Belts are low pressure areas
Belts are the darker areas you see on the surface of Jupiter. The air inside the belts circulate clockwise in low pressure areas. The ammonia ice clouds are not thick enough to obscure the deeper layers of clouds that contain ammonium sulfide, ammonium hydrosulfide, and organic compounds. These chemical and organic compounds give the belts their brownish color.

Jupiter's powerful lightning storms
Powerful lightning storms have been observed on the surface of Jupiter. The lightning strikes on Jupiter are much more powerful that lightning strikes on Earth. The lightning is caused by convection that starts deep within the planet. Gases, including water vapor, form ice particles as they are rising.

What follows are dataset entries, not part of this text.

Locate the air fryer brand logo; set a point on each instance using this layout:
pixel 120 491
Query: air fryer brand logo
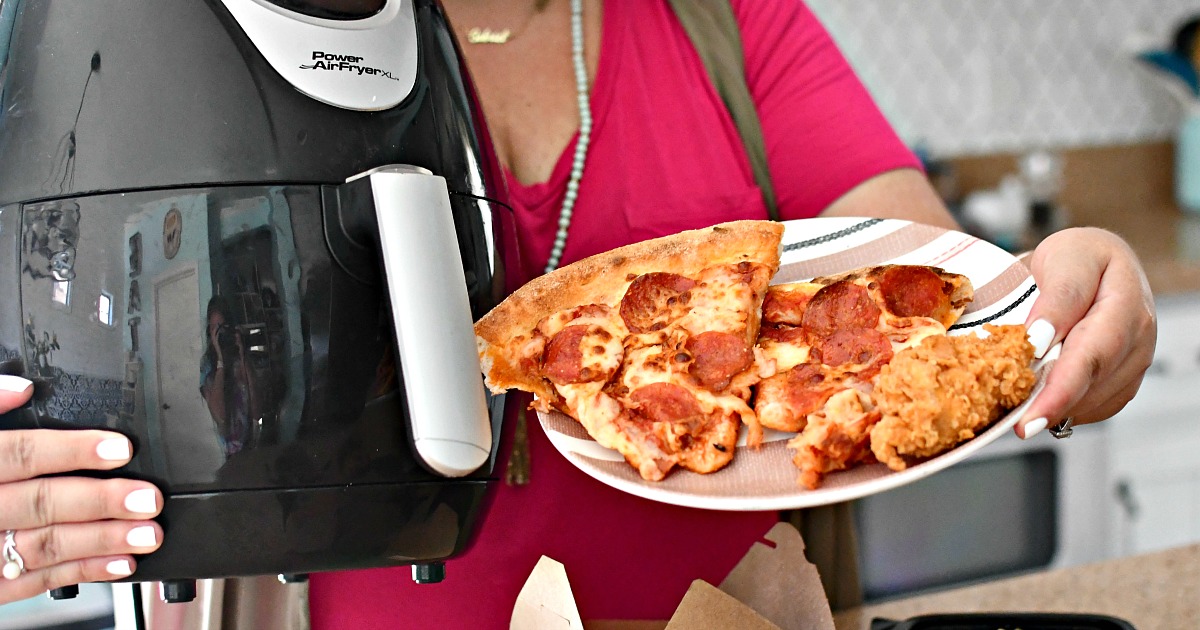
pixel 340 63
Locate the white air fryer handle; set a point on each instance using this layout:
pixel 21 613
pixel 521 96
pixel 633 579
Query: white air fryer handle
pixel 435 331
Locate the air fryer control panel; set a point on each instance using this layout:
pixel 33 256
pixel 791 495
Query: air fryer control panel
pixel 365 64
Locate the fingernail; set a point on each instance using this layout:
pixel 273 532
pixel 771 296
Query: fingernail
pixel 11 383
pixel 142 537
pixel 142 502
pixel 1033 427
pixel 1041 336
pixel 114 449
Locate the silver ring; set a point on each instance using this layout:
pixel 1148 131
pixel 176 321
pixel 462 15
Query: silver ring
pixel 1063 429
pixel 13 564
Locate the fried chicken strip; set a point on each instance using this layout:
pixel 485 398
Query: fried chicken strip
pixel 946 390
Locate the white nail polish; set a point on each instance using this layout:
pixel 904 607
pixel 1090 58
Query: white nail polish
pixel 11 383
pixel 114 449
pixel 1041 336
pixel 142 537
pixel 142 502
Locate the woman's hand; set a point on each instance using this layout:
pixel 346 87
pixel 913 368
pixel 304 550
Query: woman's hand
pixel 67 529
pixel 1096 300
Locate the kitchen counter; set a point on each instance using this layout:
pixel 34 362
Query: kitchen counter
pixel 1156 591
pixel 1165 239
pixel 1125 189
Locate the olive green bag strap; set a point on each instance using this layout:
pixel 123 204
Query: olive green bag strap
pixel 714 31
pixel 828 531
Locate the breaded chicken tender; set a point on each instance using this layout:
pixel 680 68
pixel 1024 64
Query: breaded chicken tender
pixel 946 390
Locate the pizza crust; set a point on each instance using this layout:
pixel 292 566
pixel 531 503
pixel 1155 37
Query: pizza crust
pixel 603 279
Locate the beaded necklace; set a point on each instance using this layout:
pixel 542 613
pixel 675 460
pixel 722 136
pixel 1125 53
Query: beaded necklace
pixel 581 147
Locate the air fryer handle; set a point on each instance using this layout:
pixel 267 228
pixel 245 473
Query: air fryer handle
pixel 435 331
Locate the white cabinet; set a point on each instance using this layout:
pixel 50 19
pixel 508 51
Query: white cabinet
pixel 1155 450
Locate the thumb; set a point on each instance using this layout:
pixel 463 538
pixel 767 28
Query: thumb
pixel 15 391
pixel 1067 287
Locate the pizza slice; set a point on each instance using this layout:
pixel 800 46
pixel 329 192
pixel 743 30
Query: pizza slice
pixel 829 339
pixel 651 347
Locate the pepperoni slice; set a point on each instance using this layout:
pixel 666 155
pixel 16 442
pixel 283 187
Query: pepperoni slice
pixel 841 305
pixel 717 358
pixel 863 347
pixel 654 300
pixel 785 306
pixel 915 292
pixel 666 402
pixel 563 359
pixel 807 390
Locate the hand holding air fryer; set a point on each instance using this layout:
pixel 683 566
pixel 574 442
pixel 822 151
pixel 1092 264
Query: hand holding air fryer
pixel 252 235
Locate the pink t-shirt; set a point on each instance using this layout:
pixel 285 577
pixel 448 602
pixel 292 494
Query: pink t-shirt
pixel 665 156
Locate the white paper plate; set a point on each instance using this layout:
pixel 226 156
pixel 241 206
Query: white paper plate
pixel 765 478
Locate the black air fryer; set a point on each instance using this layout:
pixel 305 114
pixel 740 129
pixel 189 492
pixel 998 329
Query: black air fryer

The ice particles in the rising gases rub past each other building a charge until they are discharged as lightning.

Jupiter's Great Red Spot

Observed continuously since 1831
The Great Red Spot is a massive storm that has been observed continuously since 1831. The storm is larger than Earth and has raged for hundreds of years.

Earlier observations of the planet indicate that the storm might have been observed by astronomers between 1665 and 1713. No one knows if the astronomers saw the Great Red Spot or a different storm that might have dissipated after 1713,

Great Red Spot may be shrinking in size
The Great Red Spots rotates counterclockwise once every 6 days. It seems to be shrinking in size during the last 100 years. In 1904 the length of the storm was approximately 40,000 km long.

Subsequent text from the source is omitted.